Sem oposição, Eduardo Rodrigues avança para presidência da Junta de Freguesia de Aboim da Nóbrega e Gondomar pelo PSD. Com a eleição garantida, o eleito como independente e agora líder da candidatura faz um esclarecimento sobre a ‘mudança’ para os social-democratas.
«Isto não é uma mudança de convicções, muito menos uma troca de interesses. Até porque esta sempre foi a minha cor. É, acima de tudo, um reconhecimento a quem, ao longo dos últimos quatro anos, nos tratou com respeito, seriedade e compromisso. Fomos independentes, sim. Mas nunca estivemos sozinhos», refere, numa comunicação à população.

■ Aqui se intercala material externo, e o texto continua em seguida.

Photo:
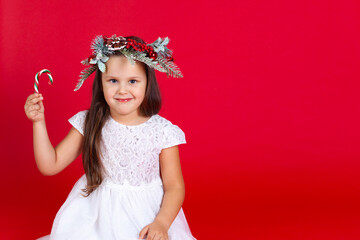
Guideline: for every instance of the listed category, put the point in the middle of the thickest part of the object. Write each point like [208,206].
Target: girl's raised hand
[34,107]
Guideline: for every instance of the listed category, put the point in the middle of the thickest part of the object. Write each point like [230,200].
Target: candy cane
[36,84]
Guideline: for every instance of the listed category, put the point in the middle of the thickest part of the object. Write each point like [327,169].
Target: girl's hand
[34,107]
[155,231]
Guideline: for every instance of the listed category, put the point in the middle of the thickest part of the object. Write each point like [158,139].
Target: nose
[122,88]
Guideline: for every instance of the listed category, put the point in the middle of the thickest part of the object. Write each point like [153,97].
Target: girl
[133,182]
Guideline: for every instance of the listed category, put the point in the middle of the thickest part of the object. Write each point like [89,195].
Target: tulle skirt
[113,212]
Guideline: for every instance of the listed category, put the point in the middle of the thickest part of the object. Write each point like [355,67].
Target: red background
[269,105]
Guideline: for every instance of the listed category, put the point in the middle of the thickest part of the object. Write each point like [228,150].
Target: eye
[133,80]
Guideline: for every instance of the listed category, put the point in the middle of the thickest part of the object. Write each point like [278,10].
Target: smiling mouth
[123,99]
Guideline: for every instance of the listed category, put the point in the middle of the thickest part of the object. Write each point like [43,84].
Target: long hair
[98,114]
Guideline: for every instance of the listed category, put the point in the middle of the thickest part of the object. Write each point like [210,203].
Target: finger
[34,95]
[36,99]
[41,105]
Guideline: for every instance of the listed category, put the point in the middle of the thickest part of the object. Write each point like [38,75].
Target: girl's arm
[174,186]
[50,160]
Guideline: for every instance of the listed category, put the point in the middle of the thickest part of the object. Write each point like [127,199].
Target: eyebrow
[129,77]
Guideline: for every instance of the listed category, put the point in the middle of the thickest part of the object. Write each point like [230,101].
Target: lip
[123,99]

Há quatro anos, «não era candidato a presidente. Fiz parte de uma lista independente, composta por pessoas com vontade de trabalhar, sem partidos, sem cores, apenas com um objetivo: o bem da nossa comunidade».
Na sua ótica, «hoje, a realidade é diferente. Apresento-me como candidato a presidente de junta, com a mesma dedicação de sempre, mas agora com o apoio do Partido Social Democrata. E sei que, para alguns, esta escolha pode levantar dúvidas. Escrevo por isso, para que ninguém fique sem resposta».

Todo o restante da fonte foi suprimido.